Almost 20 years later, little has changed. My good friend Bejawada Wilson continues to fight for his balmiki community to end the obnoxious, disgusting practice of manual scavenging. This year 14 April will see huge hypocritical celebrations on the 125th birth anniversary of towering Indian leader Dr Bhimrao Ambedkar who fought ferociously for dalit rights. Politicians of every hue can be seen jumping on the bandwagon to claim his legacy as liberators of dalits. Few of them ever bother to enforce the formidable barrage of laws which if put into practice could end the horrific atrocities faced by dalits on a daily basis. Every day, around three men die unblocking manholes in conservancy work. Ahmedabad NGO Kamdar Swasthya Suraksha Mandal believes that at a conservative estimate, there could be over 1,000 manhole worker deaths per year across India. The real figures are much higher as many deaths are covered up and go unreported even today.

India flaunts its global presence and boasts about India's emerging image. Yet, we seek to hide the sordid reality of no toilets and the most neglected Indians dying everyday in a manner that must shame Indian society, any decent society. But we are a venal, thick skinned people. We don't shame easily.

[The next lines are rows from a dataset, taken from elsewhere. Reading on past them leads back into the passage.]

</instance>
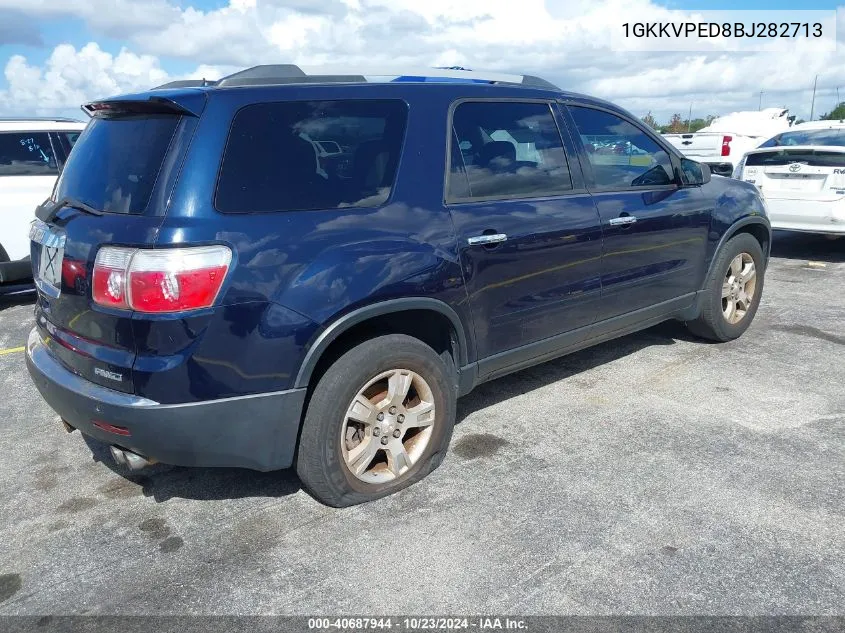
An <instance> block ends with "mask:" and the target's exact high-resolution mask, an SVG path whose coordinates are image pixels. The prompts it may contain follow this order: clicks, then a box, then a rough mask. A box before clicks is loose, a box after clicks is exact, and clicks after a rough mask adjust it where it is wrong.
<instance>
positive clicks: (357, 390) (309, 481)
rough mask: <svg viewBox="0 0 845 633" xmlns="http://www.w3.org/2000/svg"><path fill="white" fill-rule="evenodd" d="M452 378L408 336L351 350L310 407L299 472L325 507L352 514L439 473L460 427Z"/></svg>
mask: <svg viewBox="0 0 845 633" xmlns="http://www.w3.org/2000/svg"><path fill="white" fill-rule="evenodd" d="M452 373H453V372H452V370H451V369H450V368H449V367H448V366H447V364H446V362H445V361H444V359H443V358H442V357H440V356H438V354H437V353H436V352H435V351H434V350H433V349H432V348H430V347H429V346H428V345H426V344H425V343H423V342H421V341H419V340H418V339H415V338H413V337H410V336H405V335H403V334H390V335H386V336H380V337H377V338H374V339H371V340H369V341H365V342H364V343H361V344H360V345H358V346H356V347H354V348H352V349H351V350H349V351H348V352H346V353H345V354H344V355H343V356H341V357H340V358H339V359H338V360H337V361H336V362H335V363H334V364H333V365H332V366H331V367H329V369H328V370H327V371H326V373H325V374H324V375H323V377H322V378H321V379H320V381H319V382H318V383H317V386H316V387H315V389H314V392H313V394H312V396H311V400H310V402H309V404H308V410H307V412H306V414H305V420H304V421H303V424H302V433H301V436H300V440H299V452H298V455H297V460H296V471H297V473H298V475H299V478H300V479H301V480H302V483H303V485H304V486H305V488H306V489H307V490H308V491H309V492H310V493H311V494H312V495H313V496H314V497H316V498H317V499H318V500H320V501H322V502H323V503H325V504H327V505H330V506H334V507H346V506H351V505H355V504H359V503H364V502H366V501H372V500H374V499H378V498H380V497H384V496H386V495H389V494H392V493H394V492H397V491H398V490H401V489H403V488H406V487H407V486H410V485H411V484H413V483H416V482H417V481H419V480H420V479H422V478H423V477H425V476H426V475H428V474H429V473H430V472H431V471H433V470H434V469H435V468H437V466H439V465H440V463H441V462H442V461H443V458H444V456H445V454H446V450H447V448H448V446H449V440H450V439H451V437H452V428H453V426H454V423H455V401H456V393H455V390H454V387H452V386H450V385H451V381H450V378H449V377H450V376H451V375H452Z"/></svg>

Bejawada Wilson and the Safai Karmachari Andolan have held a mammoth bus yatra (journey) covering every corner of the county. Their banner says 'Stop Killing Us'. The memorandum was handed over to the president of India last week. Wilson says, 'In India today, we talk about spending thousands of millions on a single bullet train, but haven’t yet found a way to automatize our sewer cleaning. The enormous hype generated by the 'Swacch (clean) Bharat (India)' campaign literally sweeps into obscurity, the dirt of manual scavenging and balmiki mens' deaths by drowning in shithole sewers, even now in 2016, though Gandhi raised the issue and made untouchability a global term in 1901.'

'Stop killing us,' pleads Wilson. Will the government of India listen?